Keys' country-by-country comparison had also been skewed – for as critics at the time pointed out, many countries did not fit the theory, (the obvious cases being France and Italy, with their oily, fatty cuisines) but Keys simply excluded them. The American Heart Association, considered to be the voice of experts in this case, even issued a report in 1957 stating plainly that the fats-cause-heart-disease claims did not "stand up to critical examination". Even the case for there being any such epidemic was dubious too - the obvious cause of higher rates of heart disease was that (like the Soldiers in the First World War in their tin hats, see Investigation 85) - people were living longer. Long enough to develop heart disease. But it was too late, the cascade had started.

Three years later, the Association issued a new statement, reversing its view.
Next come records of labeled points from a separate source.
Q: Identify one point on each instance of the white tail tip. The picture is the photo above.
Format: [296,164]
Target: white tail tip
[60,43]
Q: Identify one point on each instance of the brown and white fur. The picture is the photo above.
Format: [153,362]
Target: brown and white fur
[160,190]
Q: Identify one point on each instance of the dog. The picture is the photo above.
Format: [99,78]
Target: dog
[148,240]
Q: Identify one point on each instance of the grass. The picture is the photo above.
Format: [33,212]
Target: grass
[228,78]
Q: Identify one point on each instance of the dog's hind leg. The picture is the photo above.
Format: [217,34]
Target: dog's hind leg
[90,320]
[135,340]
The Association had no new evidence but had, rather, some new members writing the report, in the form of Keys himself and one of his friends. The new report made the cover of Time Magazine, and was picked up by non-specialists at the US Department of Agriculture who then asked a supporter of the theory too draw up 'health guidelines' for them. Soon, scarcely a doctor (if a few specialised researchers still protested) could be found prepared to speak out against such an overwhelming 'consensus'. And all this was good enough for the highest medical officer in the United States - the Surgeon General - in 1988 to issue a doom-laden warning about fat in foods zealously claiming that ice cream was a health-menace on a par with tobacco smoking. 

It was really a pretty silly theory, and certainly not one based on good evidence. In fact, in recent years, large scale studies in which comparable groups have been put on controlled diets (low-fat and high fat) a correlation has at last been found. It turns out that the low-fat diet seems to be unhealthy! But no one is quite sure why.